Friday, March 27, 2015

Wounded Sheep

"There was a rancher who owned a lot of sheep, and shepherds were hired to watch over different flocks. Some flocks were larger, some were smaller, but all the sheep belonged ultimately to the rancher, not the individual shepherd in charge of them.
Some of the shepherds were doing their job well and faithfully. The sheep were well cared for, and the shepherds had the exhaustion and bags under their eyes to prove it. Other shepherds however were not. Some beat the sheep under their care. Some didn't feed them properly. Others overfed them but then didn't exercise them. Some were abused in other ways, or poisoned because the shepherd didn't seem to know the difference between good feed and bad. Some shepherds were fleecing the sheep far too often, and as such they were sick and ill prepared for the winter.
As a result, some sheep broke from their flocks and stalls and ran for the hills, terrified of the shepherds put over them. Out in the hills, some of them were able to survive on their own and were doing okay for the most part. Others however got into poisonous plants. Some couldn't traverse the terrain and were injured, many of them quite seriously. Others ate themselves over cliffs, as sheep are quite capable of doing.
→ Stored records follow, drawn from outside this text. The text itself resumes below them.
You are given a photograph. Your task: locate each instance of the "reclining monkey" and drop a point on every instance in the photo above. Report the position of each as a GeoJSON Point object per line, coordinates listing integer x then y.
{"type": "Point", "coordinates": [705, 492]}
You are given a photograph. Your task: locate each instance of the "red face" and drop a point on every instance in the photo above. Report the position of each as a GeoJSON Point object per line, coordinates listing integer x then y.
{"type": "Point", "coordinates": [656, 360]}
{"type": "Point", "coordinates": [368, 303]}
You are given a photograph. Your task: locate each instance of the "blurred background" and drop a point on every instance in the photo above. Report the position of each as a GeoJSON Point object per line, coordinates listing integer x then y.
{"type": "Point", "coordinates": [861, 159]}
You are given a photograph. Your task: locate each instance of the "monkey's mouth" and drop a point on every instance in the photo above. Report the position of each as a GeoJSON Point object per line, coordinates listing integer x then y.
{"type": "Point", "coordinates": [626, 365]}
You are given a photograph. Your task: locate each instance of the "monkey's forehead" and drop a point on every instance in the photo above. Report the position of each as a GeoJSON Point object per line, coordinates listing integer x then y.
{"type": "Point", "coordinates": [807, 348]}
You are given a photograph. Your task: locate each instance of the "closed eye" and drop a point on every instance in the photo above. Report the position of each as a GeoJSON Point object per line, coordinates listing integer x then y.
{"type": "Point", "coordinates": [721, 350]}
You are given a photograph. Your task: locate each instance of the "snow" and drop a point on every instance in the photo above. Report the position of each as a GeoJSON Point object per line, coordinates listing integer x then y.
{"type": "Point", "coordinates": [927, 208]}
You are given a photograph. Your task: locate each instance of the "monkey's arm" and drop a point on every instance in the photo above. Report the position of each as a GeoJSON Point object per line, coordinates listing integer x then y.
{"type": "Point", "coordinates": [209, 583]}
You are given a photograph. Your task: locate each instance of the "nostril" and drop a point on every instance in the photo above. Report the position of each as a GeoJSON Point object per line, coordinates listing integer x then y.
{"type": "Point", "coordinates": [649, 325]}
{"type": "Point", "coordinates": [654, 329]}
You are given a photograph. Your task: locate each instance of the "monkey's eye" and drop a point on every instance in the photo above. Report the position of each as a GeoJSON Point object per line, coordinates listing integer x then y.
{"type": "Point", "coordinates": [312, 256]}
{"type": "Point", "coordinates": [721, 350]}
And as I saw this in my head, I could sense the concern the Rancher had for his sheep which had fled. I could also sense the anger which he had towards the shepherds in question, to whom He had entrusted His livestock."
This is probably one of the hardest forms of abuse to talk about for any Christian because we are conditioned from the beginning to submit to those in spiritual authority over us. They are supposed to have the answers and are supposed to guide us into a closer relationship with the Lord.
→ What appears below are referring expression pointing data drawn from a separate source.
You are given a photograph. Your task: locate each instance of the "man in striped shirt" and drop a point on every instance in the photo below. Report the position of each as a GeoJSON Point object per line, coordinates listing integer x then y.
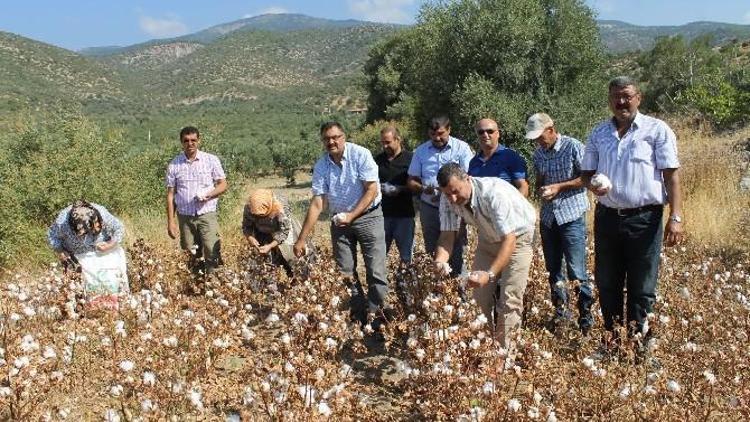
{"type": "Point", "coordinates": [638, 154]}
{"type": "Point", "coordinates": [557, 164]}
{"type": "Point", "coordinates": [195, 180]}
{"type": "Point", "coordinates": [504, 219]}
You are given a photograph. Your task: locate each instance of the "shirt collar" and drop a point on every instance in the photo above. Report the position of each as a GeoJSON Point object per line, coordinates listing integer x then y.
{"type": "Point", "coordinates": [197, 156]}
{"type": "Point", "coordinates": [343, 157]}
{"type": "Point", "coordinates": [447, 146]}
{"type": "Point", "coordinates": [558, 143]}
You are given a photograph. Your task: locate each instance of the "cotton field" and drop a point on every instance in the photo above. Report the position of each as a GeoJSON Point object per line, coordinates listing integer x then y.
{"type": "Point", "coordinates": [251, 344]}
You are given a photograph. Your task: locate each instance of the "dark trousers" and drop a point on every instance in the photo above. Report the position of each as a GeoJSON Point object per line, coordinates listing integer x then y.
{"type": "Point", "coordinates": [627, 248]}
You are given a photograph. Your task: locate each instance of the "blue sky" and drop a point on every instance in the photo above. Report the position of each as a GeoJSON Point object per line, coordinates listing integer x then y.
{"type": "Point", "coordinates": [76, 24]}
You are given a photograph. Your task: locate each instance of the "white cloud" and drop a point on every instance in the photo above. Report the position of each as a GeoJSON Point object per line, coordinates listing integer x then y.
{"type": "Point", "coordinates": [273, 10]}
{"type": "Point", "coordinates": [381, 10]}
{"type": "Point", "coordinates": [162, 28]}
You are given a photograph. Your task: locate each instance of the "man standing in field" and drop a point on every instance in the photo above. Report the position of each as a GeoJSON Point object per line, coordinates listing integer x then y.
{"type": "Point", "coordinates": [638, 154]}
{"type": "Point", "coordinates": [557, 165]}
{"type": "Point", "coordinates": [398, 207]}
{"type": "Point", "coordinates": [428, 159]}
{"type": "Point", "coordinates": [195, 180]}
{"type": "Point", "coordinates": [505, 225]}
{"type": "Point", "coordinates": [345, 180]}
{"type": "Point", "coordinates": [495, 160]}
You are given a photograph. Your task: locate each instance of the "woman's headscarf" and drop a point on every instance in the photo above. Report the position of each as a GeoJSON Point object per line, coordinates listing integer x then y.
{"type": "Point", "coordinates": [263, 204]}
{"type": "Point", "coordinates": [84, 218]}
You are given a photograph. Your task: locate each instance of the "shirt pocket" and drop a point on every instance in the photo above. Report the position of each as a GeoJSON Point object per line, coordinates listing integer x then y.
{"type": "Point", "coordinates": [641, 152]}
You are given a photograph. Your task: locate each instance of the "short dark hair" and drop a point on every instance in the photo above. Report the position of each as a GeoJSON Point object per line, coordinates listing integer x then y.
{"type": "Point", "coordinates": [439, 121]}
{"type": "Point", "coordinates": [619, 82]}
{"type": "Point", "coordinates": [329, 125]}
{"type": "Point", "coordinates": [449, 171]}
{"type": "Point", "coordinates": [392, 130]}
{"type": "Point", "coordinates": [189, 130]}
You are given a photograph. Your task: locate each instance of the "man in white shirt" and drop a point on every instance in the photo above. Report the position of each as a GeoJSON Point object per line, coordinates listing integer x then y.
{"type": "Point", "coordinates": [638, 154]}
{"type": "Point", "coordinates": [505, 220]}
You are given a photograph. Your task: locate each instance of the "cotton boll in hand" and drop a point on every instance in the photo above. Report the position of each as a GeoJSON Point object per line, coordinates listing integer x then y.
{"type": "Point", "coordinates": [601, 181]}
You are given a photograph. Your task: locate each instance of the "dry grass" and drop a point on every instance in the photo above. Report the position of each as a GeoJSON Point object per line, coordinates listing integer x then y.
{"type": "Point", "coordinates": [714, 206]}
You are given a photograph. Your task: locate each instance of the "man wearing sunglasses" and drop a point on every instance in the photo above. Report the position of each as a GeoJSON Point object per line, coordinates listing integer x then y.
{"type": "Point", "coordinates": [638, 153]}
{"type": "Point", "coordinates": [557, 165]}
{"type": "Point", "coordinates": [428, 158]}
{"type": "Point", "coordinates": [495, 160]}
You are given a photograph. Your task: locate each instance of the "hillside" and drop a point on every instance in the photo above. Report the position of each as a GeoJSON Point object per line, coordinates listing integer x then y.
{"type": "Point", "coordinates": [620, 37]}
{"type": "Point", "coordinates": [35, 73]}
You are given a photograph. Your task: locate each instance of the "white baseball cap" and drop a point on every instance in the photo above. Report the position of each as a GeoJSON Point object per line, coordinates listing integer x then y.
{"type": "Point", "coordinates": [536, 125]}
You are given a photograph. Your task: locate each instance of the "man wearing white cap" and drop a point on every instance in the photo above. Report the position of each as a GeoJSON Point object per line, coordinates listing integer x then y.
{"type": "Point", "coordinates": [638, 154]}
{"type": "Point", "coordinates": [557, 165]}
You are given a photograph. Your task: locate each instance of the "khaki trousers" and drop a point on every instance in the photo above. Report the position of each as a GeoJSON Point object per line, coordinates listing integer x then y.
{"type": "Point", "coordinates": [504, 296]}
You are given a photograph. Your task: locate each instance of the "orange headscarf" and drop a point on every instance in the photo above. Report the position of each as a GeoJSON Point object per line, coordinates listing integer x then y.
{"type": "Point", "coordinates": [263, 204]}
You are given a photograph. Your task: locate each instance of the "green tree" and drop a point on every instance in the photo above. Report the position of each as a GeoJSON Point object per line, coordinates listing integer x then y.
{"type": "Point", "coordinates": [505, 59]}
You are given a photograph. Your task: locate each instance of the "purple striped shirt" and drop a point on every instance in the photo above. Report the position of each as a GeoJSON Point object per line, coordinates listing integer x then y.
{"type": "Point", "coordinates": [189, 178]}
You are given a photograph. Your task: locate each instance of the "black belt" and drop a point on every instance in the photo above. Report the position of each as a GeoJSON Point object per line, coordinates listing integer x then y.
{"type": "Point", "coordinates": [370, 210]}
{"type": "Point", "coordinates": [627, 212]}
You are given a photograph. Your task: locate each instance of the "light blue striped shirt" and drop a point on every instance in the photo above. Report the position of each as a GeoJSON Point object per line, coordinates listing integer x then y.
{"type": "Point", "coordinates": [427, 161]}
{"type": "Point", "coordinates": [497, 209]}
{"type": "Point", "coordinates": [343, 184]}
{"type": "Point", "coordinates": [558, 164]}
{"type": "Point", "coordinates": [634, 163]}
When we join a church or a Christian organization, we put ourselves into the vulnerable position of obedience to that church, and that church's leadership's authority over us because that is what we are taught to do by Holy Scripture and by common universal tradition within the church. And any dissent from the teaching of that church leadership, or accusation against that church leadership is almost automatically seen and dealt with as heresy and divisiveness.
We are taught that we need the communion, fellowship, and ordinances or Sacraments of that church (and sometimes only that church), in order to remain right with God.
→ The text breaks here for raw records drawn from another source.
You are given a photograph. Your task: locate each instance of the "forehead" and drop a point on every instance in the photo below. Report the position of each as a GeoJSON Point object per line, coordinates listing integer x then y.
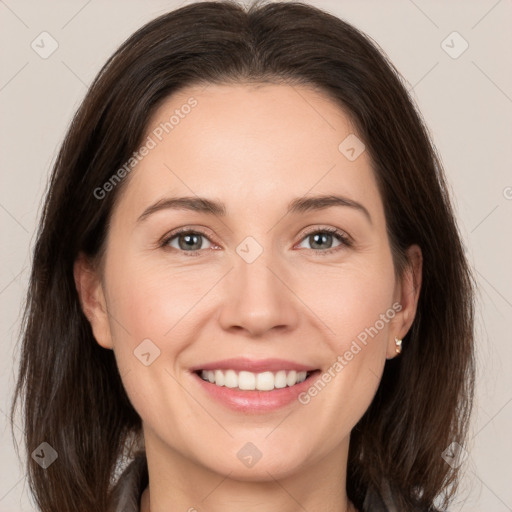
{"type": "Point", "coordinates": [250, 145]}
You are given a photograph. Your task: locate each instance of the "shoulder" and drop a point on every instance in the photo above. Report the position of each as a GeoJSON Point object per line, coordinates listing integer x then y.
{"type": "Point", "coordinates": [126, 493]}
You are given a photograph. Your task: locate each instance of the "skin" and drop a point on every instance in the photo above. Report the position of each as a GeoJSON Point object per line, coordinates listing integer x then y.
{"type": "Point", "coordinates": [255, 148]}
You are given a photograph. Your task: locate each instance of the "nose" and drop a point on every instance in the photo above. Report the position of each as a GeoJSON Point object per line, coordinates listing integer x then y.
{"type": "Point", "coordinates": [257, 298]}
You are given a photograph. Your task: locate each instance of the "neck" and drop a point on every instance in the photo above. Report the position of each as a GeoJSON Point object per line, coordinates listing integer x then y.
{"type": "Point", "coordinates": [177, 483]}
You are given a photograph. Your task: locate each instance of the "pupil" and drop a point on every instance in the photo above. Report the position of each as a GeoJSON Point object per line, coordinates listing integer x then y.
{"type": "Point", "coordinates": [318, 239]}
{"type": "Point", "coordinates": [190, 242]}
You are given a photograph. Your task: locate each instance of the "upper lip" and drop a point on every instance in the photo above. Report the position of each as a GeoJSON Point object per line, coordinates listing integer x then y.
{"type": "Point", "coordinates": [254, 365]}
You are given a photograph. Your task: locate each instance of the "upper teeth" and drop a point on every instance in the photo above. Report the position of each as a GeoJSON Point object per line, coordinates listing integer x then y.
{"type": "Point", "coordinates": [265, 381]}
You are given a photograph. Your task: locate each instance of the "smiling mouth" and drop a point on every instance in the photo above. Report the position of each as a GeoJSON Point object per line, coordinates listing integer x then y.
{"type": "Point", "coordinates": [250, 381]}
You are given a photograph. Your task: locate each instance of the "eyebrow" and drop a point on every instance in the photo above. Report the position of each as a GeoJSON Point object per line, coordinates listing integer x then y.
{"type": "Point", "coordinates": [212, 207]}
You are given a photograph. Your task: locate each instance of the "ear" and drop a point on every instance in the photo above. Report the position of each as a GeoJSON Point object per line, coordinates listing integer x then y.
{"type": "Point", "coordinates": [407, 294]}
{"type": "Point", "coordinates": [92, 299]}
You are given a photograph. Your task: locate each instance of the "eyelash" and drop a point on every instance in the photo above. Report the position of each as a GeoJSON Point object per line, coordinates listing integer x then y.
{"type": "Point", "coordinates": [340, 235]}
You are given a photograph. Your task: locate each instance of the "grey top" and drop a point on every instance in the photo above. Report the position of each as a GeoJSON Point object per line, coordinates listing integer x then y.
{"type": "Point", "coordinates": [128, 490]}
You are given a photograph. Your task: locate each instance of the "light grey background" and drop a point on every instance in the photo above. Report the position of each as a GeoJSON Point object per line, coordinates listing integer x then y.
{"type": "Point", "coordinates": [466, 102]}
This kind of abuse happens when this is used as leverage by the church leadership and other members of the congregation to extort money, favors, position, agreement with their decisions no matter how hurtful they may be, etc. from a church member. They are threatened with excommunication, shaming, and loss of friends and even family if they don't comply.
Another kind of abuse also happens when a church leader simply puts his own interests above the interests of those in his congregation who need his counsel, support, and guidance. This is the abuse of pastoral neglect.
In the same way, and using much the same leverage, pastors, priests, and other church leaders can also experience the same kind of abuse at the hands of their own pastoral superiors, or in the case of more democratic churches, at the hands of their own congregations.
The victims of this abuse are made to feel like they're the ones doing something wrong. They're the heretics. They're the ones causing the problem. They're too needy. They need to suck it up and get a life.
What can be worse is those within the church who haven't gone through it and who don't understand.
This isn't Jesus. But all too often, because people begin to associate their church leaders with Jesus, they react to Him as though He is the one abusing or neglecting them when nothing could be farther from the truth.
God is not the abuser, he is the one who heals, comforts, and loves His sheep. This is the first distinction which must be made clear so that, in fleeing the abusive shepherds, we don't run from our owner.